Your approach is correct but you have made an implementation mistake if the query is towards the end.
Eg for case
1
5 1
aaaaa
3 5
Your code gives NO but answer is YES.
yes i realised my mistake, i used upperbound on L rather than L-1, i corrected it. thanks for the reply anyway
This is precizely the reason i mentioned segment tree instead of prefix sums, but seeing the comments, i should have mentioned that one too.
I think there’s error indexing. You made segtree indices 0-based, but didnt adjust queries.

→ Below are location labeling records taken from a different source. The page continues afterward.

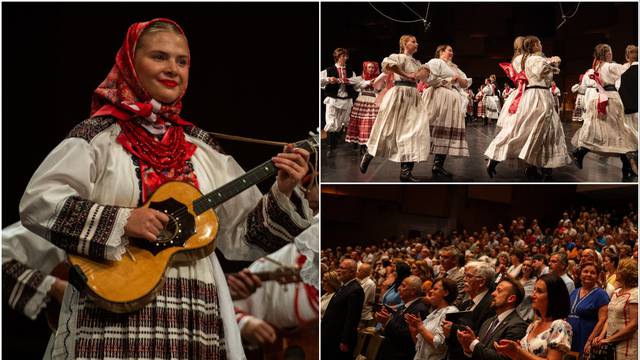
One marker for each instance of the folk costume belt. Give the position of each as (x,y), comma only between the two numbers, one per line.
(537,87)
(404,83)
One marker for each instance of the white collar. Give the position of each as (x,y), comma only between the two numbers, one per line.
(406,305)
(476,299)
(504,315)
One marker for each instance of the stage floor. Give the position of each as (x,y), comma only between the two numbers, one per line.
(343,165)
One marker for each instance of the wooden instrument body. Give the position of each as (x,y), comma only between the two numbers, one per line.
(129,284)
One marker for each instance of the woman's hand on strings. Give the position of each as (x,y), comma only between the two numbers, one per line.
(293,165)
(145,223)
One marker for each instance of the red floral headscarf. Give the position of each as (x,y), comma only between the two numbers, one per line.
(367,76)
(122,96)
(122,89)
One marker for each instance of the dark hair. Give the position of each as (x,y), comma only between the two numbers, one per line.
(516,288)
(403,270)
(557,297)
(519,254)
(440,49)
(451,288)
(540,257)
(613,258)
(527,48)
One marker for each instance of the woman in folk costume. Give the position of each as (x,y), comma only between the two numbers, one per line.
(470,98)
(87,194)
(445,104)
(605,129)
(628,89)
(514,73)
(401,130)
(506,92)
(364,110)
(336,81)
(556,96)
(479,98)
(536,134)
(578,108)
(491,99)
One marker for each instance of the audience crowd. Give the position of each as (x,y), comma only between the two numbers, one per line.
(520,291)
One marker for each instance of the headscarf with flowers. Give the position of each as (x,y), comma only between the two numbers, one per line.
(151,131)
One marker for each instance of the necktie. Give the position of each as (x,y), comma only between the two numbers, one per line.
(490,330)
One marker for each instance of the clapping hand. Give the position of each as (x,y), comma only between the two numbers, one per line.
(383,316)
(466,337)
(412,320)
(509,348)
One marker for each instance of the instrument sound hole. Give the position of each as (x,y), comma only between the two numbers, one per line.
(169,232)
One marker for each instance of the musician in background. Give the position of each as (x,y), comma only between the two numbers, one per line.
(285,311)
(86,198)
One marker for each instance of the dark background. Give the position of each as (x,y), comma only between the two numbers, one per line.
(353,214)
(254,73)
(481,34)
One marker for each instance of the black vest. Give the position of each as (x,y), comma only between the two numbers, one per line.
(629,90)
(331,90)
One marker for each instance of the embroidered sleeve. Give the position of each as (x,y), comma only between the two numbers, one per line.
(25,289)
(55,204)
(392,60)
(277,220)
(560,336)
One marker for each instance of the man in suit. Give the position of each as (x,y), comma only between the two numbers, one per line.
(340,321)
(478,281)
(450,258)
(398,344)
(507,324)
(369,286)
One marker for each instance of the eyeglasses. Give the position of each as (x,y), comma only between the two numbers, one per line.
(469,276)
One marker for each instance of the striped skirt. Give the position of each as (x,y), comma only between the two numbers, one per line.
(363,115)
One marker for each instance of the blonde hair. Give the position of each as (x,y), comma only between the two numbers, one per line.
(631,53)
(600,55)
(403,40)
(159,26)
(338,52)
(517,46)
(332,280)
(628,272)
(440,49)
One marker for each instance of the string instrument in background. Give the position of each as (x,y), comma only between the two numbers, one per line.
(132,282)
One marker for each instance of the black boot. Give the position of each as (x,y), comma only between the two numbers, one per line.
(364,163)
(578,155)
(531,173)
(405,172)
(491,168)
(633,161)
(438,169)
(627,171)
(331,141)
(363,149)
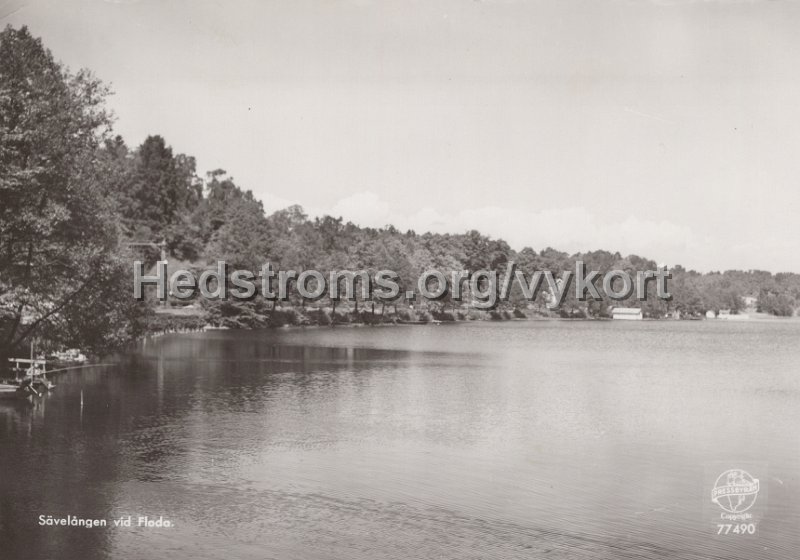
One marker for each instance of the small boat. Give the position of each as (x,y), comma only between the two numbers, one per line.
(21,391)
(39,379)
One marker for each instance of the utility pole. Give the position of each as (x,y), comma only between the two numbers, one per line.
(163,247)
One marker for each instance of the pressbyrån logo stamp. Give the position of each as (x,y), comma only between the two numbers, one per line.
(735,491)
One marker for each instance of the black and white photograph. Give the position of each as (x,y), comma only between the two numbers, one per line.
(399,279)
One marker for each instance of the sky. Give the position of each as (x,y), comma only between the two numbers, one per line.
(664,128)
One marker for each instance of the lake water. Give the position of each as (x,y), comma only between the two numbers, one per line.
(549,439)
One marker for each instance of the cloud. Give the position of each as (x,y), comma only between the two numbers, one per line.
(572,229)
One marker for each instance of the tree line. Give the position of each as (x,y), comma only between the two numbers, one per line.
(73,196)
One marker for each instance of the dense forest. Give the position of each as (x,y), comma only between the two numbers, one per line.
(74,196)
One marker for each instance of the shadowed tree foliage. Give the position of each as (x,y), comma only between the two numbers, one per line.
(58,222)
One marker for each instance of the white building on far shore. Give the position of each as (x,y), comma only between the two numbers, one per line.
(627,313)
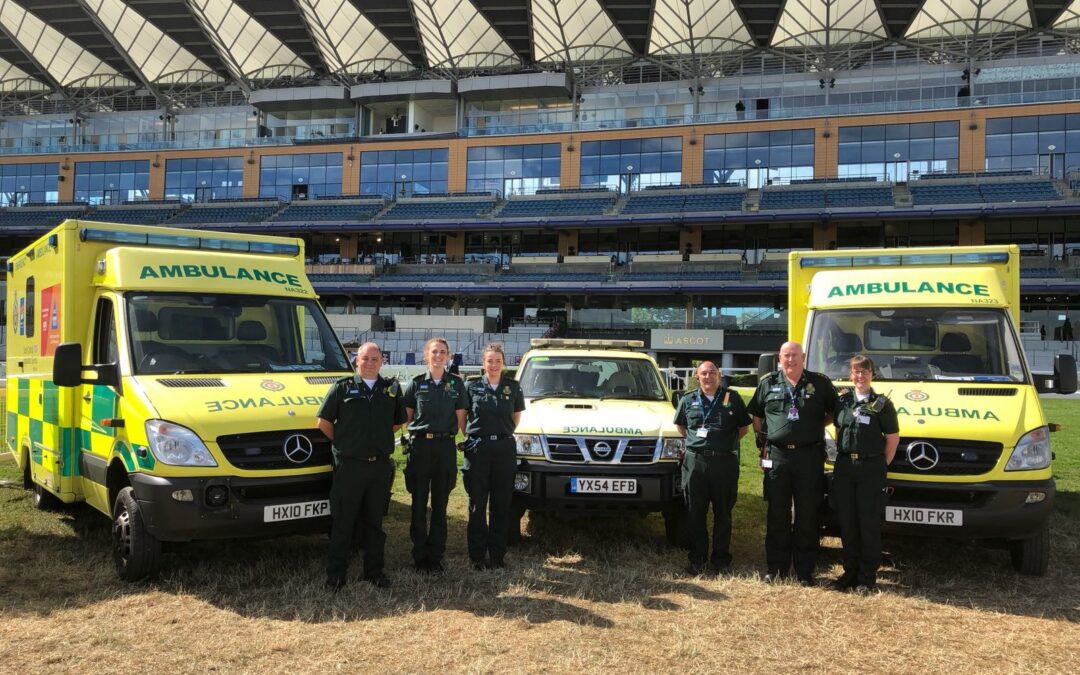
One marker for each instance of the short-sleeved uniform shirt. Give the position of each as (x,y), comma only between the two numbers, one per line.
(435,406)
(813,396)
(863,426)
(721,418)
(491,408)
(364,418)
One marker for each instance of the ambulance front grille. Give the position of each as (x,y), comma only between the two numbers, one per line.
(954,457)
(191,381)
(267,449)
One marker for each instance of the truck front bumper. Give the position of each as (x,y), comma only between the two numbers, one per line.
(244,512)
(542,485)
(993,510)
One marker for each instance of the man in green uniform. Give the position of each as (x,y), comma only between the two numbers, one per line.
(361,415)
(867,433)
(791,408)
(712,420)
(435,405)
(495,407)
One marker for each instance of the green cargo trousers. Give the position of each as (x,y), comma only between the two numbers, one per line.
(358,500)
(488,477)
(858,486)
(433,464)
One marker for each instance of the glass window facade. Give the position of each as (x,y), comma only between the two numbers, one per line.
(26,184)
(899,151)
(402,173)
(758,159)
(1048,144)
(513,170)
(112,183)
(300,176)
(204,178)
(632,163)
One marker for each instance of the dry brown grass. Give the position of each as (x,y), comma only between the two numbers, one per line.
(579,597)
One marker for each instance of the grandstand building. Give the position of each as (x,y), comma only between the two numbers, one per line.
(515,167)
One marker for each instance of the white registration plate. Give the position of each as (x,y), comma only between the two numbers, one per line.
(604,486)
(297,511)
(913,515)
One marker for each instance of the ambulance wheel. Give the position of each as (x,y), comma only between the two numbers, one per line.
(676,527)
(42,499)
(1031,555)
(135,551)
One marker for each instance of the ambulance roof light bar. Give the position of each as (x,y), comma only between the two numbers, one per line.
(904,260)
(187,241)
(575,343)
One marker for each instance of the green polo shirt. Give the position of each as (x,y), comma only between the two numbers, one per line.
(721,418)
(863,426)
(364,418)
(491,410)
(813,396)
(435,406)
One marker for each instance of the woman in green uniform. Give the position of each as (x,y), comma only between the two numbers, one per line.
(495,407)
(867,434)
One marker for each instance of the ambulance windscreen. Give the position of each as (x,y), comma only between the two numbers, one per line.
(913,345)
(181,333)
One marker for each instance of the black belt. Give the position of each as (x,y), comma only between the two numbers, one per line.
(858,456)
(423,435)
(794,446)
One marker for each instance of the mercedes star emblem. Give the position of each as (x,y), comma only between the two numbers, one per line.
(297,448)
(922,456)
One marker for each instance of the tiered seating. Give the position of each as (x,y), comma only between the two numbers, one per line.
(439,208)
(948,193)
(875,196)
(711,275)
(1020,191)
(1040,272)
(427,279)
(134,215)
(319,278)
(38,218)
(329,210)
(792,199)
(231,212)
(644,203)
(575,204)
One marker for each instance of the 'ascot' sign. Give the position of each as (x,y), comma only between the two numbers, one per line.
(692,340)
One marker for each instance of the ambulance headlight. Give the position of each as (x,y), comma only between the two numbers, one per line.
(1031,451)
(528,445)
(176,445)
(672,448)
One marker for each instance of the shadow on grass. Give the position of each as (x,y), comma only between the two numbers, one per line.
(562,566)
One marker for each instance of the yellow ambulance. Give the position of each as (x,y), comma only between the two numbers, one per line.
(942,327)
(170,379)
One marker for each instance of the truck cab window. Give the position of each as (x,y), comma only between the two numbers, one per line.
(105,334)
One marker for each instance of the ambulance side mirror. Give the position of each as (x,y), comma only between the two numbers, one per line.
(67,368)
(67,365)
(1065,374)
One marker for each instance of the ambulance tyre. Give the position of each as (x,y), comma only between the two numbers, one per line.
(676,528)
(1031,555)
(136,552)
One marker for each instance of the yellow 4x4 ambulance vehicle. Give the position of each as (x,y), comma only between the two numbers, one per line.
(596,435)
(942,327)
(170,379)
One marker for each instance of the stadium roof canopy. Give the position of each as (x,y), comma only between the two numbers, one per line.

Try decrementing both l and r by 1.
That’s all i could find now
We use segtree to find the OR of a range. At each internal node, we take the OR of children. For each query, we split query segment into logN parts, and return OR of all parts. This is a standard application of segment tree.
I got my mistake, got AC…
I too used the same approach but got WA
can someone please look into my code and tell me why i am getting runtime error.
#include <bits/stdc++.h>
using namespace std;
int main(){
int t;
cin>>t;
while(t–){
ios_base::sync_with_stdio(false);
cin.tie(NULL);
long long int n,q,i,j,l,r;
cin>>n>>q;
long long int v[n]={0},b[n]={0};
string str;
cin>>str;
if(n<3){
while(q–){
cin>>l>>r;
cout<<“NO”<<endl;
}
continue;
}
for(i=0;i<n-2;i++){
j=i+1;
if(str[j]==str[i]||str[j+1]==str[i]||str[j]==str[j+1]){
v[i]=1;
}
else
v[i]=0;
if(i>0)
b[i]=b[i-1]+v[i];
else
b[i]=v[i];
}
while(q–){
cin>>l>>r;
l–;
r–;
if((r-l+1)<3){
cout<<“NO”<<endl;
continue;
}
if((l-1)>=0 && (b[r-2]-b[l-1])>0){
cout<<“YES”<<endl;
}
else if(l==0 && ((b[r-2]-b[l])>0 || b [0]==1)){
cout<<“YES”<<endl;
}
else
cout<<“NO”<<endl;
}
}
return 0;
}
No,its AC. Just take care about the l and l+1 elements carefully , you will get it try on copy
I still don’t understand how are range min queries or segment trees of any use here? The Setter’s solution make sense. Can you give some idea how can we solve the problem using segment trees?